[PYTHON] Implementation of "blurred" neural network using Chainer

Introduction

Dec-01-2016 13-02-04.gif

I want to learn blurred RNN (Chainer meetup 01) was very interesting, so I implemented it with Chainer as well. Also, I made an app that allows you to check the trained model directly from the browser.

First of all, what I did was basically the second brew of the original slide, and speaking of the difference, I tried experimenting with increasing learning data (it was not learned well), and I made a web application. That's about it.

The web application I made looks like this. Nov-30-2016 21-21-21.gif

The one I made this time is open to the public on GitHub. The documentation may be written soon.

Model for "blurring"

There is research that it is possible to generate a caption of an image by inputting the features of the image extracted using the Convolutional Neural Network (CNN) to the Recurrent Neural Network (RNN). Famous places include [Karpathy + 2015] and [Vinyals + 2014]. Can be mentioned.

Screenshot 2016-11-30 21.44.43.png (From [Vinyals + 2014])

In this figure, an image is input, and after passing through a multi-layered CNN, it is input to LSTM (a type of RNN), and an explanation is generated word by word. It's a simple model, but it's known to work surprisingly well, you can see an actual generation example here (this is Karpathy)

By the way, if you can ** translate the input image into "description", then you can also * translate the input image into "blurred"? In other words, is it possible to "blur" ** with a neural network? Based on this intuition, by implementing these models with Chainer, we created a "fully automatic defocused neural network".

Data resources used

  1. CNN trained model
  2. Blurred data for the image

For 1, it was easy to use the trained model provided for Caffe. This time I used CaffeNet, but I think other networks may be used. However, since the output of the fc7 layer (fully connected layer) is required to extract the features from the image, it looks like GoogleNet. Lighter models are (probably) unusable.

Regarding 2, there is a wonderful web service called bokete-a web service that blurs a word with photos, so I will crawl from here and collect it with enthusiasm. As mentioned by the former slide author, each blurred page has a simple structure of "1 image + 1 text", so I think it is not so difficult to collect data.

environment

Feature extraction from the original image

Chainer is very useful because it can load Caffe's trained models. I defined the following method in Model Class and used the output.

Model.py


def encode_image(self, img_array):
    batchsize = img_array.shape[0]
    if self.config["use_caffenet"]:
        img_x = chainer.Variable(img_array, volatile='on')
        y = self.enc_img(
            inputs={"data": img_x},
            outputs={"fc7"})[0]
    else:
        x = self.xp.random.rand(batchsize, 4096).astype(np.float32)
        y = chainer.Variable(x)
    y.volatile = 'off'
    return self.img2x(y)

The image file vectorized by PIL etc. is stored in img_array.
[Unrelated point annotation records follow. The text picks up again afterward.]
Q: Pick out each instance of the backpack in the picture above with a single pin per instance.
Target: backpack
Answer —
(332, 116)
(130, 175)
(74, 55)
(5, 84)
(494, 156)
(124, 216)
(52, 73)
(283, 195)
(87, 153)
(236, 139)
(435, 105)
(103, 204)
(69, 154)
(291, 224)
For this, I referred to Reading caffemodel with Chainer and classifying images --Qiita.

Input the original image to LSTM

Input the features of the extracted image into the LSTM. This is also as defined in Model Class.

Model.py


def __call__(self, x, img_vec=None):
    if img_vec is not None:
        h0 = self.embed_mat(x) + img_vec
    else:
        h0 = self.embed_mat(x)
    h1 = self.dec_lstm(h0)
    y = self.l1(h1)
    return y

Actually, we want to input the feature only when the time t = 0, so The image vector is given only when n = 0 in the calculation process.

Trainer.py


def _calc_loss(self, batch):
    boke, img = batch
    boke = self.xp.asarray(boke, dtype=np.int32)
    img = self.xp.asarray(img, dtype=np.float32)

    # 1.Put the vectorized image into CNN and make it a feature vector
    img_vec = self.model.predictor.encode_image(img)

    # 2.Learn to decode boke
    accum_loss = 0
    n = 0
    for curr_words, next_words in zip(boke.T, boke[:, 1:].T):
        if n == 0:
            accum_loss += self.model(curr_words, img_vec, next_words)
        else:
            accum_loss += self.model(curr_words, next_words)
        n += 1
    return accum_loss

You may be wondering, "Why don't you enter the features of the image every hour?", But [Karpathy + 2015]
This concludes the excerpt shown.